Still, by the early 1990s, Ethernet didn’t feel as fast as it did a decade earlier. Consider the VAX-11/780, a machine released in 1977 by Digital Equipment Corporation. The 780 comes with some 2MB RAM and runs at 5MHz. Its speed is almost exactly one MIPS and it executes 1757 dhrystones per second. (Dhrystone is a CPU benchmark developed in 1984; the name is a play on the even older Whetstone benchmark.) A current Intel i7 machine may run at 3GHz and have 3GB RAM, executing nearly 17 million dhrystones per second. If network speeds had increased as fast as processor speeds, the i7 would today at least have a 10Gbps network interface, and perhaps a 100Gbps one.
But they haven’t increased as quickly. Fortunately, by the 1990s, another LAN technology was ten times faster than regular Ethernet: Fiber Distributed Data Interface (FDDI).
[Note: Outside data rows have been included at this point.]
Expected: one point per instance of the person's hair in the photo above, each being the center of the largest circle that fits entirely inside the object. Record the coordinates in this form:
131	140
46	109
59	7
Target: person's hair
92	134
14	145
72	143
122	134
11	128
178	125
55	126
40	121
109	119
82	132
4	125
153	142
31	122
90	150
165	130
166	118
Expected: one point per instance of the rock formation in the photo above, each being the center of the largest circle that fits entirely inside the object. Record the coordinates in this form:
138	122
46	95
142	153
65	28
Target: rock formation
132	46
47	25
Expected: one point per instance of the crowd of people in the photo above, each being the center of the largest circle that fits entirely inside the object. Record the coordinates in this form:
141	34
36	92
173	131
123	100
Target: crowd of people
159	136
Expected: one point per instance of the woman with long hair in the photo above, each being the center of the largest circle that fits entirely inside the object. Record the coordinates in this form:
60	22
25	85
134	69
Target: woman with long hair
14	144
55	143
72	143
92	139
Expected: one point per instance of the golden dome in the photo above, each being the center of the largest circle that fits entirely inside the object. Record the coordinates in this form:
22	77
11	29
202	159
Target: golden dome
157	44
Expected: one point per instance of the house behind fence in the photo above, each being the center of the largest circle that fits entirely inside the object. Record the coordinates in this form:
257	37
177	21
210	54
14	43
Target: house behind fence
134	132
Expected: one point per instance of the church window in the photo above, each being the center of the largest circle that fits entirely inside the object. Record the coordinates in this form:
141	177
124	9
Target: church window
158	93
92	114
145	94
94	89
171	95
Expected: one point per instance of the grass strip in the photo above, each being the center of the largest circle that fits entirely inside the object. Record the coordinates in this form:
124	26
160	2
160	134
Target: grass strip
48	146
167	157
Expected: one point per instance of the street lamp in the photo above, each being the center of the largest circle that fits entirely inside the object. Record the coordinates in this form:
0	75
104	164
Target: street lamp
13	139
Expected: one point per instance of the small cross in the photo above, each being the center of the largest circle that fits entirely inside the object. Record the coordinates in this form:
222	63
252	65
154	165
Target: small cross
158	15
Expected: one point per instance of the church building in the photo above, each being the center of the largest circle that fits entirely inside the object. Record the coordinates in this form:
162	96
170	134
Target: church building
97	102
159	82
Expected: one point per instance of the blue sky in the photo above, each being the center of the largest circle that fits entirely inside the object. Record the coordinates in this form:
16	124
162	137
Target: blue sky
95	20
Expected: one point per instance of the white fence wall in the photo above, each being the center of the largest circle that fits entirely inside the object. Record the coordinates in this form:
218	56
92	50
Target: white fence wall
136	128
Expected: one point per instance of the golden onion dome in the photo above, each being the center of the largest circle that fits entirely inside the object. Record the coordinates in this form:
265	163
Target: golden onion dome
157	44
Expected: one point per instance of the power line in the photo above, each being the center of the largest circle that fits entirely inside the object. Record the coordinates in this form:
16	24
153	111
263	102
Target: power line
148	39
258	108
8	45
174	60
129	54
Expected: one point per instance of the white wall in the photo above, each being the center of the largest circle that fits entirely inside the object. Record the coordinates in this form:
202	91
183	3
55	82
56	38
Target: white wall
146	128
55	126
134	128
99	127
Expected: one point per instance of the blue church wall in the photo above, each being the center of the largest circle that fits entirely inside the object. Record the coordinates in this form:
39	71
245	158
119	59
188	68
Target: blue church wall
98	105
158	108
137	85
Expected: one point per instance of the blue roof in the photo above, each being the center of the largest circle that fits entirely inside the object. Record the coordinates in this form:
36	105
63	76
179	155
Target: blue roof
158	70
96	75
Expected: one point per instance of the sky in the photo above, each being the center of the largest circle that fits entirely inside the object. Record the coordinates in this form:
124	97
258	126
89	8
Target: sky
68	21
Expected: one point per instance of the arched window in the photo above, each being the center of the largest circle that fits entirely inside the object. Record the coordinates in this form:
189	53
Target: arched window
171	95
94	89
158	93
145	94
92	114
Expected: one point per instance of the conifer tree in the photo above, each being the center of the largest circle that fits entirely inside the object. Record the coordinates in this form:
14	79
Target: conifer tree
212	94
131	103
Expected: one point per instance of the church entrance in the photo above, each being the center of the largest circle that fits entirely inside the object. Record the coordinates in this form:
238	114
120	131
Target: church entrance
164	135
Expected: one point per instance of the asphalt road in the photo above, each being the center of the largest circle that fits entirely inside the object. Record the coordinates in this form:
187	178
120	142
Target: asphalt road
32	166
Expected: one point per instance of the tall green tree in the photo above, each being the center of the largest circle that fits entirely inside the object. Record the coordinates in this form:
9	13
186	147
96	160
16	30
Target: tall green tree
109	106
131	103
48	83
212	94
FDDI is a ring network running at 100Mbps. It supports a second, redundant ring for automatic failovers when the primary ring breaks somewhere, and an FDDI network can span no less than 200 kilometers. So FDDI is very useful as a high capacity backbone between different LANs. Even though Ethernet and FDDI are different in many ways, it’s possible to translate the packet formats, so Ethernet and FDDI networks can be interconnected through bridges.
Bridges are connected to multiple LAN segments and learn which addresses are used on which segment. They then retransmit packets from the source segment to the destination segment when necessary. This means that, unlike in the case of a repeater, communication (and collisions!) local to each segment remain local. So a bridge splits the network into separate collision domains, but all the packets still get to go everywhere, so the bridged network is still a single broadcast domain.
A network can be split into multiple broadcast domains using routers. Routers operate at the network layer in the network model, one step above Ethernet. This means that routers strip off the Ethernet header upon reception of a packet, and then add a new lower layer header—Ethernet or otherwise—when the packet is forwarded.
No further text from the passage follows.